Dr. Carleton said that renaming the junior high school would present an opportunity for the CBE to engage in the spirit of the Truth and Reconciliation Commission.

“Reflecting on the suitability of the Sir John A. Macdonald school name is an opportunity to think about the CBE’s—and Calgary’s—commitment to reconciliation,” he wrote.

He said that this would provide a teaching opportunity for students, staff, and community members about the importance of history education, commemoration, and respectful teaching and learning in the era of the Truth and Reconciliation Commission.

Dr. Nielson acknowledged in her letter that the CBE was committed to a culture of inclusion.

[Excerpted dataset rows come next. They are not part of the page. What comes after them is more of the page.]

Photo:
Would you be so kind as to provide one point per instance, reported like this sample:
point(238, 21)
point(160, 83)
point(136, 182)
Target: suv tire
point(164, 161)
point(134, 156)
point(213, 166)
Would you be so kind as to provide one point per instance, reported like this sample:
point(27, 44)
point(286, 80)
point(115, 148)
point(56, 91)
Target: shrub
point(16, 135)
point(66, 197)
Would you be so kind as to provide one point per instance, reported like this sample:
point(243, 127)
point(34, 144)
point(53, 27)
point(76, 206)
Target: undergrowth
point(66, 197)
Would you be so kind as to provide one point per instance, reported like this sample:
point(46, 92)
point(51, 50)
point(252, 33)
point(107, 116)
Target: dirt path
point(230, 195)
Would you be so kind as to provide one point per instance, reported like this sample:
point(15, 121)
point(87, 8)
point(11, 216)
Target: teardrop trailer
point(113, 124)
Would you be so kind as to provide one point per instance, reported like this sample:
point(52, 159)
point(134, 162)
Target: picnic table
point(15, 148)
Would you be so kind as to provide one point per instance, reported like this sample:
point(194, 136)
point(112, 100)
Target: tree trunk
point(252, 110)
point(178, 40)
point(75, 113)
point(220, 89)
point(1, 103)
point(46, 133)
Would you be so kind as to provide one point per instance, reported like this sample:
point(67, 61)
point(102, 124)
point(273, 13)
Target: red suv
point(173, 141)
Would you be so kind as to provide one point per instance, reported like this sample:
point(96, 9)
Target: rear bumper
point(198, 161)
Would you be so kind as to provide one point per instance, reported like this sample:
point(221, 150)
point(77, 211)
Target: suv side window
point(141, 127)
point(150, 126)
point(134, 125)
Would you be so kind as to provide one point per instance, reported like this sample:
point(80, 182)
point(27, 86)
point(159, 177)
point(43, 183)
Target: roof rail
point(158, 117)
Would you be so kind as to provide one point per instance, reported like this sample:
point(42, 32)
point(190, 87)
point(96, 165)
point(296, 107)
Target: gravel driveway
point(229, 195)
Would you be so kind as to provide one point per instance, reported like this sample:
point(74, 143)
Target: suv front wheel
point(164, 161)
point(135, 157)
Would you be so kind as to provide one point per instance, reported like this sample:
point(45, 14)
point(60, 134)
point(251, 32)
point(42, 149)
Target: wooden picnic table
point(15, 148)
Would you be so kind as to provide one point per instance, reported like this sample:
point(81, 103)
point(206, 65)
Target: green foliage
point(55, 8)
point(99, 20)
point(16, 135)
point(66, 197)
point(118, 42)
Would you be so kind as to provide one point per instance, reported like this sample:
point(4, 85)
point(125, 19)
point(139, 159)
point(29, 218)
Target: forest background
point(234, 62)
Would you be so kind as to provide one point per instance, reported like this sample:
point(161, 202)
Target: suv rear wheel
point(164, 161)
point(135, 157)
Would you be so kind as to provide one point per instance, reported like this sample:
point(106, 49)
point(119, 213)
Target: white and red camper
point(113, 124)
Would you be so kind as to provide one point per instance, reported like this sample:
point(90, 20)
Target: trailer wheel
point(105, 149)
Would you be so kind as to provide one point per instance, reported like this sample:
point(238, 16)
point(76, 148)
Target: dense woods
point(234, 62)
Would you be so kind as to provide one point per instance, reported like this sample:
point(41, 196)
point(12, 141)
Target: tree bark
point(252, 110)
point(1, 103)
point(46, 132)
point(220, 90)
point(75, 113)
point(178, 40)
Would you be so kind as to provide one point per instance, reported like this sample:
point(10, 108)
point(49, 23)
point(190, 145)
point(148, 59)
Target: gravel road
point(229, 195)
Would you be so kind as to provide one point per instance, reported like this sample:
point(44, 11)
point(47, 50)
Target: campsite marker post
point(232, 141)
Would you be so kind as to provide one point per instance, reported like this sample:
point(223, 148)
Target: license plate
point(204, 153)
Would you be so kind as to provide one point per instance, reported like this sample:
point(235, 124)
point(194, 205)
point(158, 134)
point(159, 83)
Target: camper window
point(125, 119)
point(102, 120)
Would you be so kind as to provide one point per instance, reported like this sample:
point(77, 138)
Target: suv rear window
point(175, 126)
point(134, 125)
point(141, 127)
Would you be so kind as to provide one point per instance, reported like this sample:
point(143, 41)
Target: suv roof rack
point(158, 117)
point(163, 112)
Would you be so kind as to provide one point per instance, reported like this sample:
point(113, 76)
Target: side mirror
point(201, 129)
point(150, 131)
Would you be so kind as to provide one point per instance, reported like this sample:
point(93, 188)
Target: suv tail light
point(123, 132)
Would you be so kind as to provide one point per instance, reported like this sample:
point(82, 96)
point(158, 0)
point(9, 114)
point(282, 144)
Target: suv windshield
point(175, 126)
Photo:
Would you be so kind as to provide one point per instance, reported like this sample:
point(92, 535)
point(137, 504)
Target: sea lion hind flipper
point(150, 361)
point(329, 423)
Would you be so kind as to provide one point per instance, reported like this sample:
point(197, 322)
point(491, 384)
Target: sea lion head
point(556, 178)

“The Board ought to acknowledge that honouring a Prime Minister whose policies deliberately excluded and harmed those who were not racially white contradicts these laudable goals,” she wrote.

She said that the failure to rename the school was calling the work by the CBE to collaborate with Indigenous education teams and Elder advisors to fall short.

Petition unlikely to change name of school

Currently, Flynn said, the high threshold for gathering sufficient signatures to meet the CBE’s petition policy makes it difficult to go that route to rename the school. A minimum of 5,000 names must be collected from residents 18 years or older within the CBE board boundaries, and must be counter signed by a witness, present at the time of signing, attesting to these conditions.

“If your jaw hit the floor when I said that number, that’s rightfully so because that would be almost impossible to do within Calgary,” said Flynn.

She said that because of this, it isn’t realistic to engage in using a petition to rename the school.

Additionally complicating that route is that the efforts to rename Sir John A. Macdonald junior high are student-led, none of whom would be of age to sign the petition.

The group is attempting to use other methods to pressure the CBE, such as engaging in protest and employing experts on Indigenous and Canadian history to weigh in on the topic.

“We are trying to generate citizen engagement with our, you know, peaceful, non-violent actions at the site of the school,” said Flynn.

Complicated history for Macdonald

McDonald has been historically viewed as a nation builder for his role in Canada’s Confederation, and for supporting the creation of the transcontinental railway. During his administration the provinces of British Columbia, Prince Edward Island, and the territories that would become Alberta and Saskatchewan would become part of Confederation. He is also seen as helping to forge the first national identity for Canada separate from the United Kingdom.

More forgotten from that time period was the collapse of his Conservative government. Bribes were solicited by George-Etienne Cartier and Hector-Louis Langevin for the 1872 election in exchange for the contract to build the Canadian Pacific Railway. This resulted in a scandal that caused the government to fall in 1873. Macdonald claimed at the time he had not personally benefited.

Macdonald served as the Minister of Indian Affairs, and later as the Superintendent General of Indian Affairs during his second time as Prime Minister. It was during this time that the residential school system in Canada was established. It was also during this time that Indian Affairs officials withheld food from Indigenous people not on reserves in order to clear land for the construction of the Canadian Pacific Railway.

The City of Calgary’s Langevin Bridge was renamed Reconciliation Bridge in 2017. The CBE’s Langevin School was renamed to its original name of Riverside School in 2021 after the discovery of mass graves at a Kamloops residential school. Langevin served as the Minister of Public Works under the Macdonald government, which established the first residential schools in the country.

Writing to the CBE, Dr. Carleton called Macdonald’s legacy one nation-building, but also nation-destroying.

“While Sir John A. Macdonald was undoubtedly an important politician and nation-builder, the historical record is clear that he also played an instrumental role in initiating, supporting, and defending Canada’s genocidal Indian Residential School system, among other harmful policies targeting Indigenous Peoples.”